Un nouveau coup violent résonna contre la porte métallique, juste derrière lui, et tira Zuko de sa rêverie. Le souvenir précieux de ces instants évanouis se brisa, comme si on avait lancé un rocher contre un mur de verre. La réalité le rattrapa et il fut à nouveau là, tout seul, dans ce couloir sinistre, éclairé par quelques torches, contraint d'assister à la déchéance mentale de sa petite sœur, de subir le courroux de son meilleur ami, de reconnaître l'ampleur du désastre où tout ceci l'avait conduit.

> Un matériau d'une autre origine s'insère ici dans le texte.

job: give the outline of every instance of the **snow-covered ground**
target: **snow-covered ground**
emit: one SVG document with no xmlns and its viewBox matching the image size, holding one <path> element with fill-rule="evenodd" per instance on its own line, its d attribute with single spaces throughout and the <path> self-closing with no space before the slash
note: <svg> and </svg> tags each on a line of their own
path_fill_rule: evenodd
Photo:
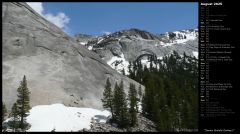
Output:
<svg viewBox="0 0 240 134">
<path fill-rule="evenodd" d="M 128 75 L 128 65 L 129 62 L 126 61 L 124 58 L 124 54 L 122 53 L 120 57 L 113 56 L 109 61 L 107 61 L 107 64 L 110 65 L 113 69 L 117 70 L 119 73 L 122 73 L 121 71 L 124 69 L 125 74 Z"/>
<path fill-rule="evenodd" d="M 110 116 L 109 111 L 93 108 L 66 107 L 63 104 L 38 105 L 30 110 L 27 117 L 27 122 L 31 124 L 27 131 L 79 131 L 90 129 L 91 118 L 106 123 Z"/>
<path fill-rule="evenodd" d="M 195 56 L 196 58 L 198 58 L 198 52 L 197 52 L 197 51 L 193 51 L 193 56 Z"/>
<path fill-rule="evenodd" d="M 171 46 L 173 44 L 185 44 L 189 40 L 195 40 L 197 38 L 197 35 L 198 35 L 198 33 L 196 31 L 190 32 L 189 30 L 175 31 L 173 33 L 176 34 L 176 37 L 175 37 L 175 39 L 173 39 L 173 42 L 164 43 L 163 47 Z M 166 35 L 169 38 L 169 34 L 166 33 Z"/>
</svg>

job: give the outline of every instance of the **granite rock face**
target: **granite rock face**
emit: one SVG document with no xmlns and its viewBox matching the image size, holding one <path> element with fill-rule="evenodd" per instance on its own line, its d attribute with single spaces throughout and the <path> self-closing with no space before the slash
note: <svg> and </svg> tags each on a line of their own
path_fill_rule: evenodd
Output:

D'un côté, son ami, métamorphosé par la rage ; de l'autre, sa sœur, folle à lier qui se jetait contre la porte de sa cellule et vociférait menaces et injures. Plus que tout il craignait qu'elle se blesse et ne pouvait que se féliciter d'avoir fait capitonner cette cellule quelques semaines avant le retour d'Azula, en prévision d'éventuelles épisodes de démence. Ils n'y avaient jamais eu recours auparavant. En effet, même les crises les plus spectaculaires qui avaient terrassé Azula dans les mois suivant son retour de l'asile faisaient pâle figure aujourd'hui. La pauvre créature qui poussait des hurlements de bête de l'autre côté de la porte n'avait plus de rien de l'élégante jeune femme posée à l'intelligence subtile qu'il avait appris à aimer.

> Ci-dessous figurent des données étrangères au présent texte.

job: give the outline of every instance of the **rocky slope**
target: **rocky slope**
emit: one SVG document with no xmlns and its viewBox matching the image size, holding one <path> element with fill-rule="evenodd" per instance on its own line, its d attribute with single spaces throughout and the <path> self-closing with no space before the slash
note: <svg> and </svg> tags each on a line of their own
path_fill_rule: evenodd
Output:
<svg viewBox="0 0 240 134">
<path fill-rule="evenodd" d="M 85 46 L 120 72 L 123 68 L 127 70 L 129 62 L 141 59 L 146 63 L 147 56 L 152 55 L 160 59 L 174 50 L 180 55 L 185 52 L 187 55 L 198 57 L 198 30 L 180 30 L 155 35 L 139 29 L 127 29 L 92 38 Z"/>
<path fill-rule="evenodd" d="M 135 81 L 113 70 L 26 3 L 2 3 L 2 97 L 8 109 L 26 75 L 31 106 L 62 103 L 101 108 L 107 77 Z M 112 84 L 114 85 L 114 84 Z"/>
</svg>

Avant d'être interrompu par l'esclandre de Sokka, Zuko avait écouté, le cœur brisé, la lutte poignante que menait sa petite sœur contre les liens physiques et psychiques qui la retenaient. Elle était de nouveau capable de bouger d'après les coups sourds frappés contre la porte mais le blocage du chi entravait encore sa maîtrise du feu et il avait été contraint de supporter avec une pitié grandissante les lamentations d'Azula qui ne parvenait plus à créer ne serait-ce que la plus petite étincelle. Il l'imaginait se cognant contre les murs, se jetant au sol, se contorsionnant dans des positions grotesques pour se libérer des bracelets de métal qui retenaient ses poignets dans son dos. Zuko songea qu'elle aurait pu s'épargner toute cette peine : ces menottes avaient été forgées par Toph elle-même et seule une chaleur torride pouvait venir à bout de ce puissant alliage. Il n'était pas certain qu'Azula elle-même en fût capable.

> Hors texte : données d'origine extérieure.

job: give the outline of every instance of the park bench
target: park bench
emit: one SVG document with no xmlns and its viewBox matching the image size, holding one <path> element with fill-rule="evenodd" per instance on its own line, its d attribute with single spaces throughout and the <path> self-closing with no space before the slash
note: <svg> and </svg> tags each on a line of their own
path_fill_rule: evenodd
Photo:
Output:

Comme le calme semblait être revenu temporairement du côté de Sokka, Zuko en profita pour jeter un œil à ce que faisait Azula. Il tira sur la clenche qui ouvrait la trappe rectangulaire percée dans la porte, à hauteur d'homme. Il lui fallut un peu de temps pour la repérer dans les ténèbres de sa petite cellule capitonnée. Il se décala un peu pour laisser passer la lumière des torches derrière lui et la vit enfin, la petite silhouette recroquevillée dans un coin de sa cellule. Elle sanglotait. Un rideau de cheveux noirs lui cachait son visage.
« Arrête Sokka ! Qu'est-ce que tu fais ? »
C'était la voix paniquée de Katara qui avait surgi à l'autre extrémité du couloir. Et avant que Zuko n'ait eu le temps de se demander ce qui se passait, une violente secousse ébranla la porte métallique dans un fracas retentissant. Les voix indignées des gardes retentirent et il y eut un grand tumulte, les bruits d'une bagarre.
« Qu'est-ce qui se passe ici ? cria Zuko, à bout de nerfs, en quittant son poste d'observation pour se diriger vers l'origine du vacarme.
« Zuzu ? appela soudain une petite voix paniquée derrière lui. Zuzu, est-ce que c'est toi ?
Zuko sursauta et s'arrêta net. Il ne s'était pas attendu à ce qu'elle soit suffisamment lucide pour remarquer sa présence, ni même se rappeler son existence. Elle n'avait même pas réagi quand il avait ouvert la trappe.
Il se retourna aussitôt et revint sur ses pas. Elle était déjà là, debout, contre la porte. Ses grands yeux mordorés, agrandis par la terreur, semblaient le supplier.
« Azula ? »
– Zuzu ! Sors-moi de là ! Je ne sais pas ce que je fais là ! J'ai peur, Zuzu ! » implorait-elle.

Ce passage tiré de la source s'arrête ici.